There's a ton of stuff still left as TODO: comments around but outside of those syntax and code level tasks, there's only a few things I'd like to do before declaring it 1.0 or what-not:

  1. Sound Effects - I want to record some bleeps and beeps from my analog modeling synth and put them in the game. Put some ambient music in there. Sound will be off by default because I think game sound is annoying most of the time. This is technically easy but artistically tricky because my standards are very high with sound choices.
  2. Refactor the grid - So pieces exist as real 2D space (vs the easy way in Drawing a Piece on Page 1). Yeah, it's neat and hard but it's caused horrible bugs. I need to burn it to the ground and make the pieces positionally in a bitmap on the field. There would be no need for collision detection and the whole thing would be much more efficient. All the other work could be used in another project like a platformer or side scroller; something with actual smooth animation and not the jerky tetris movement where it's actually not necessary.
  3. Start with a menu - The game starts right away. This is easy to fix.

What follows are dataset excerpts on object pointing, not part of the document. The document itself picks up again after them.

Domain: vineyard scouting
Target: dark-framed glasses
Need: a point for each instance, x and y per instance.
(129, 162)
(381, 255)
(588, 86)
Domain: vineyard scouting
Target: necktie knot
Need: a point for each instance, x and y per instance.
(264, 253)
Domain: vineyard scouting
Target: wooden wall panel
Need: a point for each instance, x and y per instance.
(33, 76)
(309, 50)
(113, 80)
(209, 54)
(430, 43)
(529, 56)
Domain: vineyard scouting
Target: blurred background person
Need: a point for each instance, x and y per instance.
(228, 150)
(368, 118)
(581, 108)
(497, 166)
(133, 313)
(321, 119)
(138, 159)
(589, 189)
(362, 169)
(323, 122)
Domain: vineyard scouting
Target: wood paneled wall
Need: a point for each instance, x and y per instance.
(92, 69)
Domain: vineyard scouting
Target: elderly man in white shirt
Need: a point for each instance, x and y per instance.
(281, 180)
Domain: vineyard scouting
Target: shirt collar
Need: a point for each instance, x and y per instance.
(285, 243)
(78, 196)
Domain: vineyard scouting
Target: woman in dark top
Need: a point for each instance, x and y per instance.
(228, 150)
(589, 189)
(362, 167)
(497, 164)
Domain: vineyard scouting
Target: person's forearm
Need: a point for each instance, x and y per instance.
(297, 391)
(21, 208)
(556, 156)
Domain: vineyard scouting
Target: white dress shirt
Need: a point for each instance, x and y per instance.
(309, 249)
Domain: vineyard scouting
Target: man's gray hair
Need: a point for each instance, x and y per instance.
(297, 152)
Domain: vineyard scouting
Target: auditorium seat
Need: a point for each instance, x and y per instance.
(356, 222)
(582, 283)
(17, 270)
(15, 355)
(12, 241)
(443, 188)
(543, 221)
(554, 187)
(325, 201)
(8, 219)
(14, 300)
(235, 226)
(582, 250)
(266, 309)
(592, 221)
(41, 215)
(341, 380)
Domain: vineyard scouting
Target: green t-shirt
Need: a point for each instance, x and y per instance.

So that was the 4-6 weeks of vacation that I burned learning a ton of stuff about gamedev. I did other things like jogging, music, quit WoW and got a bunch of yearly appointments out of the way. But nothing was as memorable as working on Tetris. The most important lesson of all that I learned is the value of taking a vacation for learning (sabbatical? geekcation?). It's now on my required life list of things to do from time to time. Because I cannot overstress the value of contiguous blocks of time. It's solid gold. Solid. Gold.

Comments (1) Trackbacks (1)
  1. Awesome write up. It is rare to get this much detail about the creative & technical process of making a game. Thanks for sharing!